Es gibt so Dinge, die sind traurig und schön gleichzeitig. Wenn man zum Beispiel ein wundervolles Buch fertig liest. Dann ist es einerseits so schön, weil man endlich weiß, wie es ausgeht, andererseits ist es traurig, sich von der Geschichte mit all den Personen, die einem so sehr ans Herz gewachsen sind, zu verabschieden. Ich muss immer am Ende weinen.
Und auch der erste Schultag ist so ein Fall. Einerseits freut man sich drauf, weil was Neues beginnt und alles so aufregend ist. Man fühlt sich auf einmal so groß und so wichtig und man hat den ganzen Tag so ein »Erster-Schultag-Gefühl«. Andererseits muss, damit was Neues beginnen kann, erst mal das Alte enden. Und das ist dann bei diesem Beispiel der Kindergarten. Allerdings ist man da noch so klein, dass man noch gar nicht so merkt, wie traurig das ist, und man weiß auch nicht so richtig, was das bedeutet, dass man da nie mehr hingehen wird. Jedenfalls wussten wir anderen Anderskinder und Mama und Papa ganz genau, was der letzte Kindergartentag von unserer kleinsten Schwester Blümchen bedeutete. Unser kleines Blümchen war jetzt groß. Na ja, natürlich nicht ganz groß. Im Vergleich zu uns fünf anderen Anderskindern immer noch ganz schön klein. Nur unser Lu ist noch kleiner. Wir sind nämlich sieben Kinder. Wir heißen mit Nachnamen Anders. Und wir sind auch irgendwie ganz schön anders.
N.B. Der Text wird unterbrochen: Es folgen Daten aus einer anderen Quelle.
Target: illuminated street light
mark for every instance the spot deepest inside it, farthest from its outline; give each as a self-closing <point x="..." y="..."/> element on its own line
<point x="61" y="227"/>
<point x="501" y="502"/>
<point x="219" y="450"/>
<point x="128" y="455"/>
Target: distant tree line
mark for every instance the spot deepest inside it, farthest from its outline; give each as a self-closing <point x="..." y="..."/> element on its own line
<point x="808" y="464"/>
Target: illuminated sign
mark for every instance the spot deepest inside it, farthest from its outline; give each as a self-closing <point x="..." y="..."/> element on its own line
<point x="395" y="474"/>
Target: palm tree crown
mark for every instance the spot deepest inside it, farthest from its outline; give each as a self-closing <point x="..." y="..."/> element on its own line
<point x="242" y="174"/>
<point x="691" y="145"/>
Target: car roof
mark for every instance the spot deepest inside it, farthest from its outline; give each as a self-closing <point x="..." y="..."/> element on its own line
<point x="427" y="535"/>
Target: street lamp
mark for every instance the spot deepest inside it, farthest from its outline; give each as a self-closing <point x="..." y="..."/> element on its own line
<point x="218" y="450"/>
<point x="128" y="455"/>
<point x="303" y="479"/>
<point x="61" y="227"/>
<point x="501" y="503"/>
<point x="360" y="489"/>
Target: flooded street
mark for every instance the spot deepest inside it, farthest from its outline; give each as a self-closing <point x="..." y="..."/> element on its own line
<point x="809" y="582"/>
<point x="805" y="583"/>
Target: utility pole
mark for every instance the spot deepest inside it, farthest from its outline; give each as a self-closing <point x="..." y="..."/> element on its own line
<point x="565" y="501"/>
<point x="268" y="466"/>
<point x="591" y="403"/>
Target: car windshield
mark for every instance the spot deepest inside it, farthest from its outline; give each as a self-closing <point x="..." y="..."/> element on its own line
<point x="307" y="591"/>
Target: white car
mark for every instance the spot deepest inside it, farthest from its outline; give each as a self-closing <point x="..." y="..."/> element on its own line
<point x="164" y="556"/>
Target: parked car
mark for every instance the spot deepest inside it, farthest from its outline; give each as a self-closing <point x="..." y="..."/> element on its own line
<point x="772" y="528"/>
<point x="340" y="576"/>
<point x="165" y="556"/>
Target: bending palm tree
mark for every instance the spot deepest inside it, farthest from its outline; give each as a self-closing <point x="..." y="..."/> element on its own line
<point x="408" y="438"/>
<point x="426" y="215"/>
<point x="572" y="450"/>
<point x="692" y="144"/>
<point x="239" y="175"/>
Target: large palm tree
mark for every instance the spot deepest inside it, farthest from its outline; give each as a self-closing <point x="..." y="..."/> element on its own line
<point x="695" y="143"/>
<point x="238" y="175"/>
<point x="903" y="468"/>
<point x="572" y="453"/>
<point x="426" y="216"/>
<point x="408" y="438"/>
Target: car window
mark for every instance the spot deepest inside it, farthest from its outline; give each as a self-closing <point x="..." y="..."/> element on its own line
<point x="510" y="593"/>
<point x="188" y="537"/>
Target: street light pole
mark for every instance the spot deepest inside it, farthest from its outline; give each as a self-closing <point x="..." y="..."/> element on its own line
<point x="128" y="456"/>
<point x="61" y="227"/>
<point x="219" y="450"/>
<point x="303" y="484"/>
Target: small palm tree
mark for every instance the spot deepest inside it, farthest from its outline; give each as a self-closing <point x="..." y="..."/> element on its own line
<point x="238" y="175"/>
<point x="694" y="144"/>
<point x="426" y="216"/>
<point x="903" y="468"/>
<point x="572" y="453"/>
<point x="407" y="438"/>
Mama sagt oft: Wir malen uns das Leben so, wie wir uns unser ganz eigenes Bild vom Leben vorstellen. Nicht so wie andere sich unser Leben vorstellen. Jeder muss eben sein eigenes Bild malen, das sagt sie. Und wir malen es sehr bunt und lustig. So haben wir es am liebsten.
Dann gibt es da noch was, was anders bei uns ist. Und das posaunen wir auch gar nicht in die Welt hinaus. Es ist unser Geheimnis. Unser Familiengeheimnis. Denn jedes der Anderskinder kann was ganz Besonderes. Mein Bruder Henry kann etwas, was man – Achtung, hier kommt ein schwieriges Wort – fotografisches Gedächtnis nennt. Man kann sich das so vorstellen, dass er in seinem Kopf einen Fotoapparat hat und mit seinen Augen alles, was er liest oder sieht, abfotografieren kann. Und das sortiert er dann in die Fotoalben in seinem Kopf ein und wenn er es braucht, muss er sie nur durchblättern. Die Zwillinge Malin und Marlene können etwas, was – wieder ein schwieriges Wort – Telepathie heißt. Sie können sich in ihren Gedanken miteinander unterhalten. Sie brauchen also nicht zu sprechen. Aber ich merke trotzdem meistens, wenn sie über irgendwas diskutieren, weil Malin ihre rechte Augenbraue dann immer hochzieht und Marlene die Zähne so fest aufeinanderpresst, dass auf ihrer Wange ein Grübchen entsteht.
Oskar kann unsere Oma Radieschen sehen und sich mit ihr verständigen, obwohl sie schon gestorben ist. Wie man das nennt, weiß ich gar nicht, weil es wohl auch nur ganz wenig Menschen auf der Welt gibt, die mit Verstorbenen sprechen können. Und darum hat das vielleicht gar keinen Namen. Ich hab schon mal darüber nachgedacht, wie ich das nennen würde, wenn ich ein Worterfinder wäre. Ich würde dazu vielleicht Wolkentelefonist sagen, weil ich immer dachte, wenn Omas sterben, sitzen sie auf irgendwelchen Wolken herum. Aber andererseits ist unsere Oma Radieschen ja mitten unter uns, also wäre der Name dann doch nicht so passend. Vielleicht könnte man eine Abkürzung nehmen und seine Fähigkeit ISWWDNS nennen. Was das heißen soll? »Ich sehe was, was du nicht siehst« – und das ist natürlich eine Oma Radieschen.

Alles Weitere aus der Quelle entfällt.